Step 1: Understanding the Question:
We need to identify the pattern in the given number series and find the next term.
Step 2: Key Formula or Approach:
The most common approach for number series is to find the difference between consecutive terms. If a clear pattern doesn't emerge, we can look for the difference of the differences (second-order difference) or patterns involving multiplication, squares, cubes, etc.
Step 3: Detailed Explanation:
The given series is 7, 10, 16, 28, 52, ...

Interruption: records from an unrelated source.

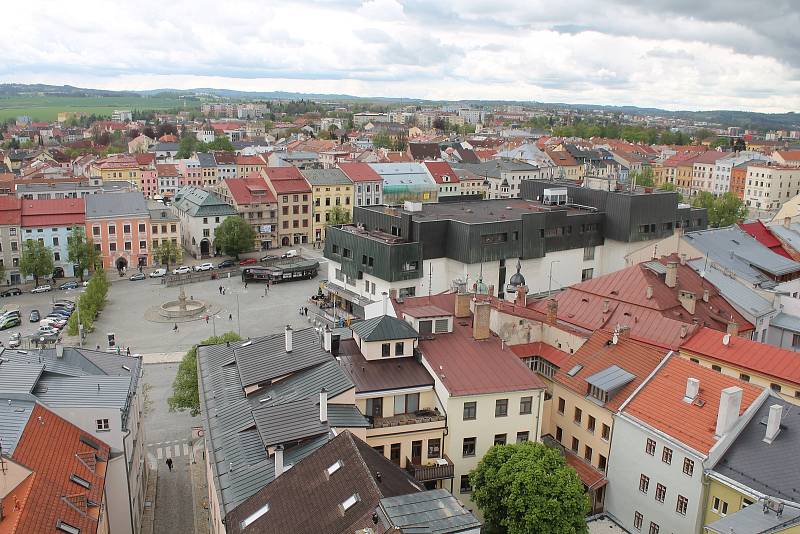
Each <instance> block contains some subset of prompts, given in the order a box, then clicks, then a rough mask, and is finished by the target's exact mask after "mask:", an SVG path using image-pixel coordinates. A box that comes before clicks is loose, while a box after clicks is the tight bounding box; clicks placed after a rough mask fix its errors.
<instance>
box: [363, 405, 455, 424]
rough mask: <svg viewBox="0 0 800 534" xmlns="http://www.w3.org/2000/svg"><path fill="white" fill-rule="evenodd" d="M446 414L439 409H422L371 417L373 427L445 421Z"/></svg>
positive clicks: (371, 422)
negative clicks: (419, 409)
mask: <svg viewBox="0 0 800 534" xmlns="http://www.w3.org/2000/svg"><path fill="white" fill-rule="evenodd" d="M444 420H445V416H443V415H442V414H440V413H439V410H437V409H433V410H431V409H422V410H417V411H416V412H413V413H404V414H400V415H394V416H392V417H371V418H370V422H371V423H372V428H388V427H393V426H403V425H417V424H421V423H435V422H437V421H444Z"/></svg>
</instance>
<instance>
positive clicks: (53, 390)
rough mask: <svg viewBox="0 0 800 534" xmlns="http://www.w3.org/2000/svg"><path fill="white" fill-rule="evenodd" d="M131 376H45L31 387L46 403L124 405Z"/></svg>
mask: <svg viewBox="0 0 800 534" xmlns="http://www.w3.org/2000/svg"><path fill="white" fill-rule="evenodd" d="M130 385H131V378H130V377H124V376H75V377H73V376H70V377H58V376H45V377H42V378H41V379H40V380H39V382H38V383H37V384H36V387H35V388H34V389H33V394H34V395H36V397H37V398H38V399H40V400H41V401H42V402H43V403H45V404H47V405H48V406H53V407H60V406H94V407H106V408H119V409H121V410H122V409H126V408H127V406H128V395H129V391H130Z"/></svg>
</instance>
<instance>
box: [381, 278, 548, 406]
mask: <svg viewBox="0 0 800 534" xmlns="http://www.w3.org/2000/svg"><path fill="white" fill-rule="evenodd" d="M392 304H393V305H394V308H395V312H396V314H397V316H398V317H402V315H403V312H404V311H407V310H408V309H409V308H414V307H420V306H431V305H433V306H436V307H438V308H442V309H443V310H448V311H450V313H452V310H455V294H454V293H443V294H440V295H432V296H430V297H414V298H407V299H405V300H404V301H403V302H402V303H399V302H397V301H396V300H393V301H392ZM412 313H413V312H412ZM464 325H466V326H464ZM419 349H420V351H421V352H422V354H423V357H424V358H425V360H426V361H427V362H428V363H429V364H430V366H431V368H432V369H434V371H435V372H436V373H437V374H438V377H439V380H441V382H442V384H443V385H444V387H446V388H447V390H448V391H449V392H450V395H452V396H461V395H480V394H484V393H499V392H505V391H523V390H530V389H538V388H543V387H544V383H543V382H542V380H541V379H540V378H539V377H538V376H536V375H535V374H534V373H533V372H531V370H530V369H528V367H527V366H526V365H525V364H524V363H522V361H521V360H520V359H519V358H518V357H517V355H515V354H514V353H513V352H512V351H511V349H510V348H509V347H503V346H501V344H500V339H499V338H497V337H496V336H494V335H492V336H490V337H489V339H485V340H482V341H476V340H475V339H473V337H472V319H471V318H466V319H458V318H456V319H455V320H454V322H453V332H452V333H447V334H436V336H435V337H434V339H423V340H420V342H419Z"/></svg>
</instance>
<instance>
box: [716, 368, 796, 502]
mask: <svg viewBox="0 0 800 534" xmlns="http://www.w3.org/2000/svg"><path fill="white" fill-rule="evenodd" d="M700 385H701V387H702V380H701V382H700ZM776 404H777V405H779V406H781V407H782V408H783V412H782V415H781V430H780V432H778V435H777V436H776V437H775V439H774V440H773V441H772V443H766V442H764V437H765V435H766V430H767V426H766V423H767V418H768V416H769V410H770V407H771V406H774V405H776ZM798 450H800V406H795V405H794V404H791V403H789V402H786V401H785V400H783V399H781V398H779V397H777V396H774V395H770V396H769V397H768V398H767V399H766V401H765V402H764V404H762V405H761V407H760V408H759V409H758V410H757V411H756V413H755V415H754V416H753V418H752V419H751V420H750V422H749V423H747V426H745V427H744V429H743V430H742V432H741V433H740V434H739V435H738V436H737V437H736V440H735V441H734V442H733V445H731V446H730V448H729V449H728V450H727V451H726V452H725V454H724V455H723V456H722V458H721V459H720V460H719V462H717V464H716V465H715V466H714V471H715V472H717V473H719V474H721V475H724V476H726V477H728V478H730V479H732V480H735V481H736V482H739V483H740V484H742V485H744V486H746V487H748V488H752V489H753V490H755V491H757V492H758V493H762V494H764V495H768V496H770V497H776V498H778V499H782V500H786V501H789V502H794V503H798V504H800V488H798V481H800V462H796V461H787V459H790V458H792V459H794V458H796V457H797V451H798Z"/></svg>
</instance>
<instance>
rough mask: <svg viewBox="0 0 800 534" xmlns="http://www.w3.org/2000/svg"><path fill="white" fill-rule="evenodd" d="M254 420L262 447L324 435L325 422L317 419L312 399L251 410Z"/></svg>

Let's find the difference between consecutive terms:
\[ 10 - 7 = 3 \]
\[ 16 - 10 = 6 \]
\[ 28 - 16 = 12 \]
\[ 52 - 28 = 24 \]
The differences are 3, 6, 12, 24.
We can observe a clear pattern in these differences: each difference is double the previous one.
\[ 3 \times 2 = 6 \]
\[ 6 \times 2 = 12 \]
\[ 12 \times 2 = 24 \]
So, the next difference in the sequence should be:
\[ 24 \times 2 = 48 \]
To find the next term in the original series, we add this difference to the last term (52).
\[ \text{Next Term} = 52 + 48 = 100 \]
Step 4: Final Answer:
The next number in the series is 100.